Test the function locally using the mock server:

import mlrun
from sklearn.datasets import load_iris

fn = mlrun.new_function('my_server', kind='serving')

# set the topology/router and add models
graph = fn.set_topology("router")
fn.add_model("model1", class_name="ClassifierModel", model_path="<path1>")
fn.add_model("model2", class_name="ClassifierModel", model_path="<path2>")

# create and use the graph simulator
server = fn.to_mock_server()
x = load_iris()['data'].tolist()
result = server.test("/v2/models/model1/infer", {"inputs": x})

load() method#

In the load method, download the model from external store, run the algorithm/framework load() call, and do any other initialization logic.
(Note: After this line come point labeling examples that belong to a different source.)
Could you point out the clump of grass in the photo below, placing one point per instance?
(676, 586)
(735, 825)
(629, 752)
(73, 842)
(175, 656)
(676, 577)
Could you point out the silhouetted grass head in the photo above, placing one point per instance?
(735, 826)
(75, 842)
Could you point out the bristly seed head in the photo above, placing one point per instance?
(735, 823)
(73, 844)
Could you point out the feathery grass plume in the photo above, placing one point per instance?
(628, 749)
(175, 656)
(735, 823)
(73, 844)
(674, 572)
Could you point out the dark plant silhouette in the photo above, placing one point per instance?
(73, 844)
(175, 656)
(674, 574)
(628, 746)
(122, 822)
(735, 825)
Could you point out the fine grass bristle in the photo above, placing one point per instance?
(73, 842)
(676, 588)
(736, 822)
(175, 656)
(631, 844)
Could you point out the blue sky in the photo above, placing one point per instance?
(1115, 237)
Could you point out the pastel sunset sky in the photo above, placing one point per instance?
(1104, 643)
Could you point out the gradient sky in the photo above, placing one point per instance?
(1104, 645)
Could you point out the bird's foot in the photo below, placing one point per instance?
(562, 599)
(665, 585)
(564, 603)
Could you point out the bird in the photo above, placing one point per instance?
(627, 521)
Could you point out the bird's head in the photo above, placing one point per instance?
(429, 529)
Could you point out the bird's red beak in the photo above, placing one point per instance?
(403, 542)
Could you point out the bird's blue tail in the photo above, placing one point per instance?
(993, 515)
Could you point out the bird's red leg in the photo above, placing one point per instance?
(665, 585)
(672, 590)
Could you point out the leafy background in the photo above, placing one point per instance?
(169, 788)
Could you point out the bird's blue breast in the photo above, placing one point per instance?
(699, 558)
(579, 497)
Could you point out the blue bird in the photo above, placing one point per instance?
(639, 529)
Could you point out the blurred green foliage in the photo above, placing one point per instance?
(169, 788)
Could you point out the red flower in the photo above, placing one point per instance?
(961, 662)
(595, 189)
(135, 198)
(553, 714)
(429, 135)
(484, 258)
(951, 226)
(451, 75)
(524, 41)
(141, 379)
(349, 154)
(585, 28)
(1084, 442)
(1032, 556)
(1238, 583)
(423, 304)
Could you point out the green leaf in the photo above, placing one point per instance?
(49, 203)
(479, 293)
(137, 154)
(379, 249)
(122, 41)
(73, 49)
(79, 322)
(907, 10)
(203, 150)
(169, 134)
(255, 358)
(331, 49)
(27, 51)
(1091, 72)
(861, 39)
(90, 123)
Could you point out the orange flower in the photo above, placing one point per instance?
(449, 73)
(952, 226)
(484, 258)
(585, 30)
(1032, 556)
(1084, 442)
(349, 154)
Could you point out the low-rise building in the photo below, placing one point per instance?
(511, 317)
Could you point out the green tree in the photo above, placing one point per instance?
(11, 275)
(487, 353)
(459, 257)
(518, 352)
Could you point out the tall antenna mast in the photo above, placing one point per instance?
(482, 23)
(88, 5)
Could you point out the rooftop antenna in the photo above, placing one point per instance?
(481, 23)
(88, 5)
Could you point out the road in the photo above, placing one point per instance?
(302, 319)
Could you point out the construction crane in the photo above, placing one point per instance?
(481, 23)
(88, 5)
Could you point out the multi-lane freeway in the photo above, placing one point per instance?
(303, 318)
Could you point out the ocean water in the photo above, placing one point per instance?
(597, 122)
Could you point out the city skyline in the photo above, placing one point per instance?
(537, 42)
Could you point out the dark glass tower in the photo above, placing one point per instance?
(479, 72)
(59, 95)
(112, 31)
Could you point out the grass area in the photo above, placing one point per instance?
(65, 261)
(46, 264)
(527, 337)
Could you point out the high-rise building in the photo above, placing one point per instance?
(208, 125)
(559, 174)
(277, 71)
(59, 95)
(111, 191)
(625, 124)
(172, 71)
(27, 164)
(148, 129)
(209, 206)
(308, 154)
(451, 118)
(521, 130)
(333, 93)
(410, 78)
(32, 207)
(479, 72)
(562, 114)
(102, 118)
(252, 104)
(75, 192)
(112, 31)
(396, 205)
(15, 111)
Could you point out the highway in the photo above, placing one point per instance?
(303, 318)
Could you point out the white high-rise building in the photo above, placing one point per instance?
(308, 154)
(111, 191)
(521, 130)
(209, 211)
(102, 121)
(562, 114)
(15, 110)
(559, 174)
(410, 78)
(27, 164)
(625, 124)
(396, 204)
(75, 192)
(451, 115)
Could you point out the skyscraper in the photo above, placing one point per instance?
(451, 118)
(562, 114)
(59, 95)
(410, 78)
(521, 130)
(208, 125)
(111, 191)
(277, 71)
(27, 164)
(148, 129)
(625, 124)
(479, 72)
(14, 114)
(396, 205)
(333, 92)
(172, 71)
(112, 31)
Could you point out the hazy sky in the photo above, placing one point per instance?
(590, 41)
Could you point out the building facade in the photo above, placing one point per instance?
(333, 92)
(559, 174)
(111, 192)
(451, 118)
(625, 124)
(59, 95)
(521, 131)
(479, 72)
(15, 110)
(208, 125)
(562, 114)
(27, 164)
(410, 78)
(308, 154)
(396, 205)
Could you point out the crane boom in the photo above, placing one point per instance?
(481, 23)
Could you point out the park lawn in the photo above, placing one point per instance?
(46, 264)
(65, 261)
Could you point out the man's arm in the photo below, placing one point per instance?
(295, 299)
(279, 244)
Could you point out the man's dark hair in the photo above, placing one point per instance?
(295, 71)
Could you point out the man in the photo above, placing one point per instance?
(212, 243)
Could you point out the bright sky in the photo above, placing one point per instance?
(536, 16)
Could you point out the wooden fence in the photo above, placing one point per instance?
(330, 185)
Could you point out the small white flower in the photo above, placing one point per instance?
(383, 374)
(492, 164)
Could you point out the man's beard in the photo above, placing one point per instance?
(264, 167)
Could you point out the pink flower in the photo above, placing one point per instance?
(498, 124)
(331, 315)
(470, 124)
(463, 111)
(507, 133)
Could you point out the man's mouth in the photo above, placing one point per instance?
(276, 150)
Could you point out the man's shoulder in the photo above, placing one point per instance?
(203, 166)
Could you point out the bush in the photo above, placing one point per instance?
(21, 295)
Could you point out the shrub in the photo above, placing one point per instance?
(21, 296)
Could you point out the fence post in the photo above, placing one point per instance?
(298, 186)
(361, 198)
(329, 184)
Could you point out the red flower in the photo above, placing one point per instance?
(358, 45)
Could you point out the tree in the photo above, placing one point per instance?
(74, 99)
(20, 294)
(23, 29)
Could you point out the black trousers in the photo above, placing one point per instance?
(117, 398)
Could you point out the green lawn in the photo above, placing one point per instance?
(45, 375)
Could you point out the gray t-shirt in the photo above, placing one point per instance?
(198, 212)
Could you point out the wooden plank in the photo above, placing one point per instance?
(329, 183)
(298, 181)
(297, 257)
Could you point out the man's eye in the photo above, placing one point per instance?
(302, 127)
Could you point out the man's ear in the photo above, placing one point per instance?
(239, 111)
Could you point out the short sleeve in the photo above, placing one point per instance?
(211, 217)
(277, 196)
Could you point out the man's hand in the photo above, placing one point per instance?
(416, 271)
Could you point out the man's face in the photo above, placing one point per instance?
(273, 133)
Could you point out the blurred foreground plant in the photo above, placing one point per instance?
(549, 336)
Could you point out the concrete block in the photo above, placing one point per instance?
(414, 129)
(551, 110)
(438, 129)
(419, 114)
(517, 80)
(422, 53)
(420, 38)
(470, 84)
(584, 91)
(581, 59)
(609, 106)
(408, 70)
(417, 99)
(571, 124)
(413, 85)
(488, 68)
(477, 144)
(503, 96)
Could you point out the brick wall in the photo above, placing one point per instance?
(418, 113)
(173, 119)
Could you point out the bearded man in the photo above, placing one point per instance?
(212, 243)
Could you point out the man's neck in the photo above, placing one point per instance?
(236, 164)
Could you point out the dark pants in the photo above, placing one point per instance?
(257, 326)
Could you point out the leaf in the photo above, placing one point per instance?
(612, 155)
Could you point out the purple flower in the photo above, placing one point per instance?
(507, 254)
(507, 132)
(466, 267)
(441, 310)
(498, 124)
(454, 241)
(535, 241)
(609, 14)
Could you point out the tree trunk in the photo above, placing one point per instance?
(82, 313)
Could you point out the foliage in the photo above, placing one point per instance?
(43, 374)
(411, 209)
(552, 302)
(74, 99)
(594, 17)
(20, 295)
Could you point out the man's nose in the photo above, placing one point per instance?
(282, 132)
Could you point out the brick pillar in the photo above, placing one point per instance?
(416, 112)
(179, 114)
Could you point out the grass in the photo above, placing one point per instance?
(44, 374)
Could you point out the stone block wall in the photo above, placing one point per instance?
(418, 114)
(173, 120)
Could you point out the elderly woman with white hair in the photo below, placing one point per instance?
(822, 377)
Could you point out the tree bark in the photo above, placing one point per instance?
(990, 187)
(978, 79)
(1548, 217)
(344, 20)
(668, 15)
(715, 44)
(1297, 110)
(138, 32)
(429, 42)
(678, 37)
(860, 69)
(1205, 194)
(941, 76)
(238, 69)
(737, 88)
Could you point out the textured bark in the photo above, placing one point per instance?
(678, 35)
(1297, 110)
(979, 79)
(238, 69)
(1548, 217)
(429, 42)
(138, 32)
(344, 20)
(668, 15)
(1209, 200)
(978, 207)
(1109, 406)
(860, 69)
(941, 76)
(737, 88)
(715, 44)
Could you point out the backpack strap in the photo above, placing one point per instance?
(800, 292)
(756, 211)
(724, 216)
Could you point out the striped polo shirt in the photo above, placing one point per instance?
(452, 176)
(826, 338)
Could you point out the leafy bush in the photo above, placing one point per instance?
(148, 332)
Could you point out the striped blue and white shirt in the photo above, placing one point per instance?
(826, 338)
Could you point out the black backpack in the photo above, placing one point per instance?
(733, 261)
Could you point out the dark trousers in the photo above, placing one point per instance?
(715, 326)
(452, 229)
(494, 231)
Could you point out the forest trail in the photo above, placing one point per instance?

The load runs synchronously (the deploy is stalled until load completes). This can be an issue for large models and cause a readiness timeout. You can increase the function spec.readiness_timeout, or alternatively choose async loading (load () runs in the background) by setting the function spec.load_mode = "async".

The function self.get_model() downloads the model metadata object and main file (into model_file path). Additional files can be accessed using the returned extra_data (dict of dataitem objects).

The model metadata object is stored in self.model_spec and provides model parameters, metrics, schema, etc. Parameters can be accessed using self.get_param(key). The parameters can be specified in the model or during the function/model deployment.

predict() method#

The predict method is called when you access the /infer or /predict url suffix (operation). The method accepts the request object (as dict), see Model server API. And it should return the specified response object.

explain() method#

The explain method provides a hook for model explainability, and is accessed using the /explain operation.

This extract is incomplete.